This article is more than 5 years old.

This afternoon, Craig, Rebecca, and I sat down for a webinar from ArchiveIt about archiving social media sites. The advanced training session covered the reasons for archiving social media (“a tweet is a record”) and then explored how to add specific seed URLs to one’s ArchiveIt web archive to get the content being created via these social media sites.

Some takeaways from the webinar include:

  • Always run a test crawl to see how many documents and space you are crawling
  • Review test crawl results when adding new seed URLs
  • Be specific with social media site URLs

For Twitter, our instructor noted that we should always remove hashtags from Twitter URLs and that searches cannot be saved easily. Also, she mentioned that one should always turn off Javascript before adding a Twitter URL, or the hashtag that prevents proper crawling will automatically be included.

For Facebook, we were informed that (not surprisingly) ArchiveIt can crawl only public pages and it cannot crawl behind a login page. Through specific directions using ArchiveIt, we can ignore robots.txt which tends to block social media sites from being crawled. They recommend ignoring both facebook.com and fbcdn.net, and also putting a document limit of 2000 for each Facebook seed.

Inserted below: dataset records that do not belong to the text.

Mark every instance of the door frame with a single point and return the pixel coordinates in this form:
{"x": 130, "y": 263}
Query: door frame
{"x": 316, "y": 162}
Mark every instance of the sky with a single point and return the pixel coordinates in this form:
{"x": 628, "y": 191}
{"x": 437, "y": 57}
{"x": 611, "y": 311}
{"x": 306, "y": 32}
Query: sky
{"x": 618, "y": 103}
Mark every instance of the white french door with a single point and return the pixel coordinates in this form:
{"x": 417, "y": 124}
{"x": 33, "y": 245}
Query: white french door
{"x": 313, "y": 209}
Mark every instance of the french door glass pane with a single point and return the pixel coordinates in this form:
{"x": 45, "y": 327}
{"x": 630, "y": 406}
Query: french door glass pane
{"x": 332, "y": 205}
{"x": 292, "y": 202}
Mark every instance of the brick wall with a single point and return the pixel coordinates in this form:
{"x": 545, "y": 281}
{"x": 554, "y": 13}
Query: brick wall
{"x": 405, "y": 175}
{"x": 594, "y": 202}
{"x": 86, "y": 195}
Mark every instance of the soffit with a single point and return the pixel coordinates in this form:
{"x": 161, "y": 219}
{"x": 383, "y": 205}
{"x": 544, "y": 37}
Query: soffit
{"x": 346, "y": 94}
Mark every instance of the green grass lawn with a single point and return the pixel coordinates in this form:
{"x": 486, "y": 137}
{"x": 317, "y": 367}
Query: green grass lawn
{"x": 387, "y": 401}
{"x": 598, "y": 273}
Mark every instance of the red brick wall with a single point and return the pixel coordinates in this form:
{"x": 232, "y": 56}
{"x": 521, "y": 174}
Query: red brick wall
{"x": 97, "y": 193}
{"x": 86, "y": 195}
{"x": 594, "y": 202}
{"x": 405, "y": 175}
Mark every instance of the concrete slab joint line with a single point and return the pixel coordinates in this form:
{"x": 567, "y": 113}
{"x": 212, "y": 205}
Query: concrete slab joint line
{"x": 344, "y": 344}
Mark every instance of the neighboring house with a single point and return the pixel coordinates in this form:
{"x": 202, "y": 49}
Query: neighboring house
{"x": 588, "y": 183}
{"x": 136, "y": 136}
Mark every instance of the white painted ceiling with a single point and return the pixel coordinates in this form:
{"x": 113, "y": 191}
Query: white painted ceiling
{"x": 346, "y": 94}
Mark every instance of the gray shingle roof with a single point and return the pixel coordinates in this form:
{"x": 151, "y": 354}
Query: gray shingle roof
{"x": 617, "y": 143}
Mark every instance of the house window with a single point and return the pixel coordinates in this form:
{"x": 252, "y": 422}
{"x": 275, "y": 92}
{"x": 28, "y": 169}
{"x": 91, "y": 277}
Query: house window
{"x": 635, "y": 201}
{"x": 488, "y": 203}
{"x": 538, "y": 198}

Again, the instructors recommend turning off Javascript to allow for proper crawling of the information on the page.

Additional information about how to put scope and document limits when adding social media seed URLs to ArchiveIt can be found on the “Archiving Social Networking Sites with ArchiveIt” page on the ArchiveIt wiki. We’ll be organizing and adding new social media seeds to the ZSR ArchiveIt account!